The Sublime of the Twentieth Century

​Painters of our own time also give us sublime images of power, vastness and obscurity, and their work lights a path from the nineteenth century to now. Turner’s yellow sunset of 1840 and the abstract expressionist Rothko’s ​​​No. 14​of 1960 work well together. Both express an abyss but also peace and otherness. In 1966, Rothko saw one of his works next to a Turner and remarked ironically, “This man Turner, he learnt a lot from me.” His joke recalls Burke’s thought summed up by Raeder that “the process of cultural advance is utterly dependent upon the absorption and transmission of the cultural inheritance over time. the great primeval contract.”

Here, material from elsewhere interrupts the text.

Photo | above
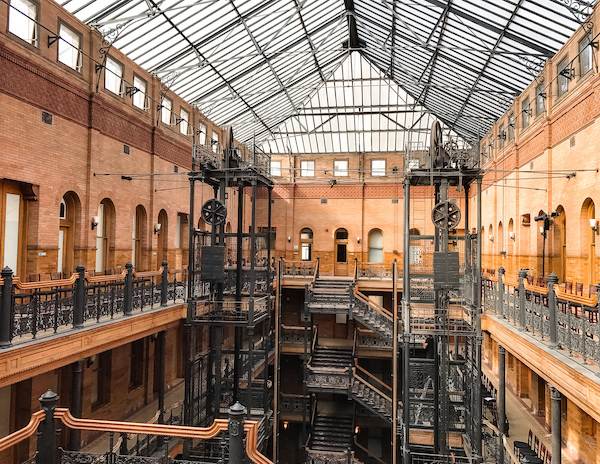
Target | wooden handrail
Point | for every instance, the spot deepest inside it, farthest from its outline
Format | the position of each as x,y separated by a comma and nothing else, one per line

Landow highlights Ruskin’s struggle with the strong feelings brought on by the Sublime, but at the end of the Victorian era a new movement now called the “Abstract Sublime” caught Ruskin’s eye (Smith). The reason for the return of the Sublime is summed up by George Watts, a painter Ruskin admired:​

“life in all its restlessness, in all its pageantry, disappears in the magnitude and remoteness of the perspective. The mind sees only the gorgeous fabric of the universe”. If the pride of man is ever to be mocked, or his vanity mortified, or his selfishness rebuked, it is under the influence of these sublime studies [quoted in Smith].

Like tragedy, sublime ideas and images have us consider the pride and vanity of man interwoven in the fabric of the universe by awakening our fear of the two main threats to humanity, pain and danger. No wonder they have lasted so long.

Works Cited

Capet, Antoine. “Art and the Sublime.” The Art Tribune. Web. Accessed March 2016.

Landow, George. The Aesthetic and Critical Theories of John Ruskin. Princeton: Princeton University Peress, 1971. Chapter Three. Victorian Web. Web. Accessed March, 2016. [full text]

Raeder, Linda C. The Liberalism/Conservatism of Edmund Burke and F. A. Hayek: A Critical Comparison. Humanitas VX, No. 1, 1997. National Humanities Institute. Web. Accessed March, 2016.

Smith, Allison. The Sublime in Crisis: Landscape Painting After Turner. The Art of the Sublime. Web. Accessed March 2016.